First-Principle Study On InAs And Ternarymixed Crystal Material InAs_1-xP_x

InAs is not only an important material optoelectronics, but also in nano-physics and chemistry with great value and scientific significance. As the representatives of Ⅲ-Ⅴ compound semiconductors, the InAs and InP have been widely applied in tunable and optoelectronic devices gearing to the rapid development of semiconductor technology. They have also been intensively studied on for this reason. InAs is one type of semiconductor with small direct band gap, and also one of the extremely important and versatile Ⅲ-Ⅴ semiconductor compound materials with the following prominent physical characteristics, such as higher carrier concentration, lower power consumption, higher mobility, high temperature resistance and anti-radiation. The recent years have seen a most commonly method to change the component of InAs to improve its performance for a wider application.The major target of this research is the electronic structure and optical properties of zinc-blende InAs semiconductor material and ternary mixed crystal-InAs1-xPx. The following research procedure is taken:First, the first-principles methods based on the density functional theory are applied to calculate the InAs lattice constant after the structural optimization, and also the band gap, band gap correction, band structure and density of states on the basis of the lattice optimization. The approximate method applied is the WC gradient correction function method under the scheme of Generalized Gradient Approximation (GGA). Second, the ternary mixed crystal InAs1-xPx electronic structure is calculated.
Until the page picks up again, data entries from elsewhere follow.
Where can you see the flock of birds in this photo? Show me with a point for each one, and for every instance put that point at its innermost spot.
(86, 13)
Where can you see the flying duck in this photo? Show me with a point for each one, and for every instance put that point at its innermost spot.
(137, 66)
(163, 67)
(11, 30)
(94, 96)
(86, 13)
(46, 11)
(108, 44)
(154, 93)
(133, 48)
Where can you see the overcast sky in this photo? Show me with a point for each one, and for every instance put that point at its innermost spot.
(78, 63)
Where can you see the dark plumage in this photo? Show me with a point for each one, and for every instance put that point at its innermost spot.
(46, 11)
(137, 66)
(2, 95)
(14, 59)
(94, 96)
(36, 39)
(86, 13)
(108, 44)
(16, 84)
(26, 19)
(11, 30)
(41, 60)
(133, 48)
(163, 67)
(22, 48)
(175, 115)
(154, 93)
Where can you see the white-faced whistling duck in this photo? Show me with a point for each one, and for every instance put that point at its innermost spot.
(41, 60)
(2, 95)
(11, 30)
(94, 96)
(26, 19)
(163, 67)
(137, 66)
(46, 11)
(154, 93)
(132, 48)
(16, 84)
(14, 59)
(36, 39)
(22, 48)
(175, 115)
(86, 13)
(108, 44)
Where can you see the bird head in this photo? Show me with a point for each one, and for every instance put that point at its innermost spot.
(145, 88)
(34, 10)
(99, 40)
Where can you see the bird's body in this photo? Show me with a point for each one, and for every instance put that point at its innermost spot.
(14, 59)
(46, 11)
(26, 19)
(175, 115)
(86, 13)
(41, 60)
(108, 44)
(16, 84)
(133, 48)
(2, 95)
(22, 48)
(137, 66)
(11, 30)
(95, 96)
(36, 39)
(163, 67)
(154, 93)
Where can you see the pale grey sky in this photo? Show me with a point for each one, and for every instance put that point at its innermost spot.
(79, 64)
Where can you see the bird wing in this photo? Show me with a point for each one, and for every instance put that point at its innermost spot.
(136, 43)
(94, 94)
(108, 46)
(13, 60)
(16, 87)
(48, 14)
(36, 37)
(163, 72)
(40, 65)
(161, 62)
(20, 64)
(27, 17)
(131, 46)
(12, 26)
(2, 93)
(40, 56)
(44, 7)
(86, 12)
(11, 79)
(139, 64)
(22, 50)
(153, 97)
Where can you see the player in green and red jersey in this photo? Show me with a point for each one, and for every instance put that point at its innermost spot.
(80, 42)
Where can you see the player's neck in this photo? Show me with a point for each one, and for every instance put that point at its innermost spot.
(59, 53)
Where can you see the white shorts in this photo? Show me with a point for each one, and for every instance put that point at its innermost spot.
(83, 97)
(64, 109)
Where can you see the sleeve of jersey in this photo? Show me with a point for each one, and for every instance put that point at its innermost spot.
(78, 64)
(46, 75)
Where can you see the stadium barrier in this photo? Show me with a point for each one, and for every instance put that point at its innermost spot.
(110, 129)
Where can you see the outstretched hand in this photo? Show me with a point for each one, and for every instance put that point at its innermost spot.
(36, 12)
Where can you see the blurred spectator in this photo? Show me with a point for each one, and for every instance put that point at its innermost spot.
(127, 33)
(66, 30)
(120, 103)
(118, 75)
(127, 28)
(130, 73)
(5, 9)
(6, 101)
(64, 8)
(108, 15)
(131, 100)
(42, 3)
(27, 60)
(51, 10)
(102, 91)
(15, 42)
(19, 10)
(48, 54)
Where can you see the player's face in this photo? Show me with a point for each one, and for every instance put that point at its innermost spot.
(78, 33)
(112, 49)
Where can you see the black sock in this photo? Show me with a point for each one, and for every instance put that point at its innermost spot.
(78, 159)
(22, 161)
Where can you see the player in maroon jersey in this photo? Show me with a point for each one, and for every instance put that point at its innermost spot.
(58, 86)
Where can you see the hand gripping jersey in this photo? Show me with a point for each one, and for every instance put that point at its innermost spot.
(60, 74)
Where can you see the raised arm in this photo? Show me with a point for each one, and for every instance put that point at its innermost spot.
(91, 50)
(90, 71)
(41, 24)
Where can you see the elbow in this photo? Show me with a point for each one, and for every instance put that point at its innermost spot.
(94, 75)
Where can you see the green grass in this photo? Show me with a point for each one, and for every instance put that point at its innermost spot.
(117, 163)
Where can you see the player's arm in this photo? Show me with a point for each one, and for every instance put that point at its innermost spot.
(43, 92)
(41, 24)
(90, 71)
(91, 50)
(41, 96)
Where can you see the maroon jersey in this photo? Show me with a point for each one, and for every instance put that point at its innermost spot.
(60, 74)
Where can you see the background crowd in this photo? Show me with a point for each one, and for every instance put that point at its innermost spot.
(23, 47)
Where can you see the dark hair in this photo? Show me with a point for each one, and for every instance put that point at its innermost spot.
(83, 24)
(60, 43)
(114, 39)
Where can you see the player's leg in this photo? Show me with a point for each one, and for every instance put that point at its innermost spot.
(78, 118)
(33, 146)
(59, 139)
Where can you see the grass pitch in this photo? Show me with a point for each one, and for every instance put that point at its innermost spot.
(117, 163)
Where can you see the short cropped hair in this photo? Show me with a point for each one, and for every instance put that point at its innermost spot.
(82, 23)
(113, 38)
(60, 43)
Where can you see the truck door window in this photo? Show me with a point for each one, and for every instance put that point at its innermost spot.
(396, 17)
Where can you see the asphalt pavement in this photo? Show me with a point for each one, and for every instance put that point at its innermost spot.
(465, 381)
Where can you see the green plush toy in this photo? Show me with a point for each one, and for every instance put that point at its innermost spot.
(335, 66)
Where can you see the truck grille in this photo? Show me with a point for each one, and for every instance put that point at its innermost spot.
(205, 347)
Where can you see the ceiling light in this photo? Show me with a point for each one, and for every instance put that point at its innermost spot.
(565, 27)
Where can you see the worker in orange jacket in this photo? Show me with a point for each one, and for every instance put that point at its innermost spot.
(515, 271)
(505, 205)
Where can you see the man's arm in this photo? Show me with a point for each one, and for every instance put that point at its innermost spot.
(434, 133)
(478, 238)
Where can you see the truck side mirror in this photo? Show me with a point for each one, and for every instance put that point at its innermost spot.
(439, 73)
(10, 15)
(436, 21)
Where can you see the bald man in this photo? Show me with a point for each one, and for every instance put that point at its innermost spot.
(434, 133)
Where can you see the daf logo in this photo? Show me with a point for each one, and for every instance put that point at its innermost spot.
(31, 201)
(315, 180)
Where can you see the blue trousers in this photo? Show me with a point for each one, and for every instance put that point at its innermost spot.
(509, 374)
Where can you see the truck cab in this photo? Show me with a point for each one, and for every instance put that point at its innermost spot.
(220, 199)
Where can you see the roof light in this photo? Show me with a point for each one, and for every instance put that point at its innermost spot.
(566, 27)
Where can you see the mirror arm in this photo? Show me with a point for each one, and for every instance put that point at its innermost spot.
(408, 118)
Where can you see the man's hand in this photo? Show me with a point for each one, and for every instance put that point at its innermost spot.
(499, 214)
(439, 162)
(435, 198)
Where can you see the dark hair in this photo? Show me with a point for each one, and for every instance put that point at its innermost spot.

Finally, the InAs and ternary mixed crystal InAs1-xPx optical properties are calculate based on the first-principles methods.The main results of this paper are:First, after the structural optimization, the zinc-blende semiconductors InAs lattice constant is 6.13Awhich matches with the experimental value of 6.05A. When the composition of P is divided into 0,0.125,0.25......0.875,1.0, the corresponding lattice constant is decreasing. The band gap increases from Eg = 0eV. These above values are found to be consistent with the other theoretical results. Second, the ternary mixed crystal InAs1-xPx band gap is smaller than the experimental data, so the band gap value is modified by applying the formula method to be consistent with the experimental data. Finally, with the increase of P element component, the corresponding optical properties such as the dielectric function and loss of energy produce red shift.